Moles that could turn into melanoma may or may not be raised, and may bleed, itch or crust over. They can develop anywhere on the skin, including the back, chest, the palms of the hands, and even under toenails or soles of the feet. Alexandria resident Lynn Gallagher found melanoma on the bottom of her right foot. Since she had had a kidney transplant and takes anti-rejection drugs that suppress her immune system, she knew she was susceptible. Her family also is fair-skinned and has a history of skin cancer, so she had it checked.
“It looked like a bruise on the bottom of my foot between two toes,” Lynn says. “It wasn’t raised and there was no pain. It didn’t look like anything you would think of as a skin cancer.”

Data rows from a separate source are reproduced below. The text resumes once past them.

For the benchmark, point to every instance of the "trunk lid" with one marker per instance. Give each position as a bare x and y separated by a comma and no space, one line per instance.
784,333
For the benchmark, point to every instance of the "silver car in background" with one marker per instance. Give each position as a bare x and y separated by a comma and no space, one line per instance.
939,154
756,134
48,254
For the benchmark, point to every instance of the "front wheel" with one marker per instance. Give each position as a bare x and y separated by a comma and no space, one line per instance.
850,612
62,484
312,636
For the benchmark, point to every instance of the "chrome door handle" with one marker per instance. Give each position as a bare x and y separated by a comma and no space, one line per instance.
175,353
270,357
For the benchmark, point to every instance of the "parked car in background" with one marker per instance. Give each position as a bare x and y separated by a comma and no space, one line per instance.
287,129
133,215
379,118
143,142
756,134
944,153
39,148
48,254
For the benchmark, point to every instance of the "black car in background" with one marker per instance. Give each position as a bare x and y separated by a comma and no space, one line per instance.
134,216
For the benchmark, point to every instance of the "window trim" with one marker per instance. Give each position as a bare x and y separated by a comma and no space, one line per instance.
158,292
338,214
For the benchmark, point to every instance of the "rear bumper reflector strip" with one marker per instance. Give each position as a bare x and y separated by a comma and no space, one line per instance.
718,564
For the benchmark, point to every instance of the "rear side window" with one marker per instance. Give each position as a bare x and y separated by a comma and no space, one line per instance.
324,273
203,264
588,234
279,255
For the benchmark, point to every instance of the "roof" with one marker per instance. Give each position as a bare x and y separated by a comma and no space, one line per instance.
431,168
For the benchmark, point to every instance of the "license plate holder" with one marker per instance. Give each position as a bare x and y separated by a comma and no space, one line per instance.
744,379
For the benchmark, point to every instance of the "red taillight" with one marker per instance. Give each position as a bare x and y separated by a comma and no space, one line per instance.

Lynn’s treatment included a skin graft, so Dr. El Halabi worked with Mazen Bedri, MD, a plastic and reconstructive surgeon. Both physicians are members of the Virginia Hospital Center Physician Group. When Dr. El Halabi operated to remove the cancerous tissue, Dr. Bedri put a graft in the wound to encourage capillary growth for good tissue and blood supply. Lynn now is “back to normal,” she says. Doing regular self-examinations of your skin will make you more aware when changes in moles occur, Dr. El Halabi notes. Have your significant other or family member check areas of your body that you can’t see. See your doctor if you notice any changes that concern you.
“There’s always a much better chance of curing melanoma with early detection. It’s important to know what to look for,” he says.


Moles are very common and the chance of a mole becoming a melanoma is very small. Just to be on the safe side, check any moles for these five warning signs.
A is for asymmetry. One half of the mole is different from the other half.
B is for borders. They may be ragged or irregular.
C is for color variation. Melanoma moles may be black with brown
D is for diameter. Anything bigger than a pencil eraser is concerning.
E is for evolution. If you’ve had a mole for a long time and it changes in color or shape, get it checked.